UPDATE:  The Ninth Circuit issued an amended opinion on June 22, 2009, see discussion below. The amended opinion included an order denying the parties’ petitions for rehearing and rehearing en banc.

Many attempts have been made to plead around the immunity provided to interactive computer services under Section 230 of the Communications Decency Act, and only a very few such attempts have succeeded. Here’s one that has succeeded at least to the point of getting a remand back to the district court. The appeals court concluded that the victim of the "incedent" false profiles posted on Yahoo! by a spurned boyfriend may have a cause of action against Yahoo! for allegedly promising to remove the profiles, then failing to do so.
Barnes v. Yahoo!, Inc., No. 05-36189 (9th Cir. May 7, 2009).

The plaintiff alleged that her boyfriend posted "incedent" profiles of her on Yahoo! that included nude photographs taken without her knowledge and solicitations for sex. He also posed as the plaintiff in Yahoo chat rooms. The profiles on Yahoo! included real contact information, resulting in unwanted communications to the plaintiff from men seeking sex. The plaintiff alleged that she followed Yahoo’s policy in requesting the removal of the information, but after promising to remove the profiles Yahoo took no action for several months.
The plaintiff sued under Oregon law for negligent provisions of services and negligent undertaking. The appeals court also concluded that, to the extent that the plaintiff claimed that she relied on Yahoo’s promise to remove the profiles, she stated a breach of contract claim based upon promissory estoppel. Yahoo! prevailed on a motion to dismiss in the district court, which found that Section 230 protected Yahoo! as a matter of law.
The Ninth Circuit panel held that Section 230 bars the plaintiff’s negligent provisions of services / negligent undertaking claim, but remanded for further consideration of the promissory estoppel claim, because promising to remove content (as opposed to merely failing to remove it) is not necessarily the act of a publisher:

Promising is different because it is not synonymous with the performance of the action promised. That is, whereas one cannot undertake to do something without simultaneously doing it, one can, and often does, promise to do something without actually doing it at the same time. Contract liability here would come not from Yahoo’s publishing conduct, but from Yahoo’s manifest intention to be legally obligated to do something, which happens to be removal of material from publication. Contract law treats the outwardly manifested intention to create an expectation on the part of another as a legally significant event. That event generates a legal duty distinct from the conduct at hand, be it the conduct of a publisher, of a doctor, or of an overzealous uncle. The case was remanded for further consideration of the plaintiff’s contract claim.

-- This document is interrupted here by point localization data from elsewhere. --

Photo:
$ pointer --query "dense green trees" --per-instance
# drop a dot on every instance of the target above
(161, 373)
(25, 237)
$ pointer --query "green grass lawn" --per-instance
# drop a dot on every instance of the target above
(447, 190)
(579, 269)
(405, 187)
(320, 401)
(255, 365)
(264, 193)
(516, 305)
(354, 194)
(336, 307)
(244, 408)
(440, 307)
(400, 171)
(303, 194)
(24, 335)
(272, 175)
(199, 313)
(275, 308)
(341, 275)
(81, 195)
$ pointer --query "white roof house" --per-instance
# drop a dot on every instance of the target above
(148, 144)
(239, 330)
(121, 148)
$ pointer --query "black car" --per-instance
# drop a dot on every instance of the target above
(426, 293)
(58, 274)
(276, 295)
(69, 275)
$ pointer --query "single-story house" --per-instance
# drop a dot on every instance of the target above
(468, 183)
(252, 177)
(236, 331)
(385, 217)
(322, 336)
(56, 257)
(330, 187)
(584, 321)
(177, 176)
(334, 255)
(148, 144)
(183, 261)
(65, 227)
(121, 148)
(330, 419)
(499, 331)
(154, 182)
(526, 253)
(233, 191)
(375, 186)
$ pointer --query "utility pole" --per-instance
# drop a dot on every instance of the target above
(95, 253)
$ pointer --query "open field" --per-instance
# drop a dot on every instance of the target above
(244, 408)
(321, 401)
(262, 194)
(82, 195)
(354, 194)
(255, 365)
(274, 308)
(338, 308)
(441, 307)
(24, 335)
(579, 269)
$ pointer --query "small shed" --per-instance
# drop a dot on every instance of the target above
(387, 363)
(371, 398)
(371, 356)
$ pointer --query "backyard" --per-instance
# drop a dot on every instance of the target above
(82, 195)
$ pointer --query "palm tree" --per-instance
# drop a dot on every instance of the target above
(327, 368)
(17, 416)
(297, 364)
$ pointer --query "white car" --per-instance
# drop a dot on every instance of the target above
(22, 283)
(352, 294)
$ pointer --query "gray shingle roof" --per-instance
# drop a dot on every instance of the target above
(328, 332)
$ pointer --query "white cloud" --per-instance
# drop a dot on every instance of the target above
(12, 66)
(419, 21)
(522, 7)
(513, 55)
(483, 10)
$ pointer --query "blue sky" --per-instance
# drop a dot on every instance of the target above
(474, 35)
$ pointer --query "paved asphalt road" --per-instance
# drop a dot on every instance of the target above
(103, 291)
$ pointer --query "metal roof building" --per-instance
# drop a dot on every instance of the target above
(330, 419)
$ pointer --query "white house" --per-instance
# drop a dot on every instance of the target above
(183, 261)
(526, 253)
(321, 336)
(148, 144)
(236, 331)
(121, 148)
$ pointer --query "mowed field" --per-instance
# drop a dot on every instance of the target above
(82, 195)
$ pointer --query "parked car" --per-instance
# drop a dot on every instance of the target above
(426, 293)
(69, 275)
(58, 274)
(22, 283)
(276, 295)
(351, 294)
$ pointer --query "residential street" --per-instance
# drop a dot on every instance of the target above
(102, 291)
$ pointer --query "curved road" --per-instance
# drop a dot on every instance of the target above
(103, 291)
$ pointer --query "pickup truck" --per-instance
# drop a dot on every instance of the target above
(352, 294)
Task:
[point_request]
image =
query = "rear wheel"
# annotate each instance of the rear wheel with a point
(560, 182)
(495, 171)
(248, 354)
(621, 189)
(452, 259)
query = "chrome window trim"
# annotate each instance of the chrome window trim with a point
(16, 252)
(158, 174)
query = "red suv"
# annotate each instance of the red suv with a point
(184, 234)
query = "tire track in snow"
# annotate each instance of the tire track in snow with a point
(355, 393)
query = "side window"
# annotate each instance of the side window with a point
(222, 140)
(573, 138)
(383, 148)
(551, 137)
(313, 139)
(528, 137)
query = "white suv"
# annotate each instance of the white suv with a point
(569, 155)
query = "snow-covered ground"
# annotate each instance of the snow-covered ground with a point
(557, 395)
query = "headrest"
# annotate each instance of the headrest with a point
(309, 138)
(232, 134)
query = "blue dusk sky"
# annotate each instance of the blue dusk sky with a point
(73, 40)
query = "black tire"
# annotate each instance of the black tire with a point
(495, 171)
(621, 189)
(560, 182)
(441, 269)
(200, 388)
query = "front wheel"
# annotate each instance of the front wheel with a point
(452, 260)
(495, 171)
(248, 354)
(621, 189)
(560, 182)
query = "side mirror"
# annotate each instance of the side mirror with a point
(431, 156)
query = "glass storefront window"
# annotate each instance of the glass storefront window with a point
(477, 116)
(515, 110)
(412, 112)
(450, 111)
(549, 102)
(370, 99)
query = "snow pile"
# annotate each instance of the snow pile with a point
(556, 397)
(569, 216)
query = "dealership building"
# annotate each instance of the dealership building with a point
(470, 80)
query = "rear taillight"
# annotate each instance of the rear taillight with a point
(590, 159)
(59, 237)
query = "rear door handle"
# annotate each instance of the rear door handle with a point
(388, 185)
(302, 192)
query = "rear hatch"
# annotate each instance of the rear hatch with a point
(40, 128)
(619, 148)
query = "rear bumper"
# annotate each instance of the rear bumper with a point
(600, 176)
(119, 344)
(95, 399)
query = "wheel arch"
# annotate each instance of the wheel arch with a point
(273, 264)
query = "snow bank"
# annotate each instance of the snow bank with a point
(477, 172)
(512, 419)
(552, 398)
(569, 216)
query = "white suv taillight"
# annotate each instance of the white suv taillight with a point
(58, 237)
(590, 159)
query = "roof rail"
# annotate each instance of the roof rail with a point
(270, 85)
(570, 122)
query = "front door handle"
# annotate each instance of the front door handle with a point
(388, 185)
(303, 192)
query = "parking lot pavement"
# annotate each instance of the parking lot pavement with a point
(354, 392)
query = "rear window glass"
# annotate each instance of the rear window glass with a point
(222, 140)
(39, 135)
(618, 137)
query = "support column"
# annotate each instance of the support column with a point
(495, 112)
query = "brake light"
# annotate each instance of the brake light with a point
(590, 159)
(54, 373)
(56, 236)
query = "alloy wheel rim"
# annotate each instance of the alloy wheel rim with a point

The case was remanded for further proceedings on the plaintiff’s contract claim. Note that the lower court also did not consider whether the plaintiff’s cause of action was precluded under CDA Section 230 (c)(2), so that issue remains for consideration on remand.


UPDATE: In its amended opinion issued June 22, 2009, the Ninth Circuit addressed two issues that were raised by Yahoo! in its petition for a rehearing and rehearing en banc. The court withdrew Part II of the opinion which stated that Section 230 claims should be raised as an affirmative defense in an answer rather than on a pre-answer motion to dismiss. The court also clarified a footnote that had suggested that CDA Section 230 applies only to state law claims. The importance of these issues is discussed by Prof. Eric Goldman on his blog.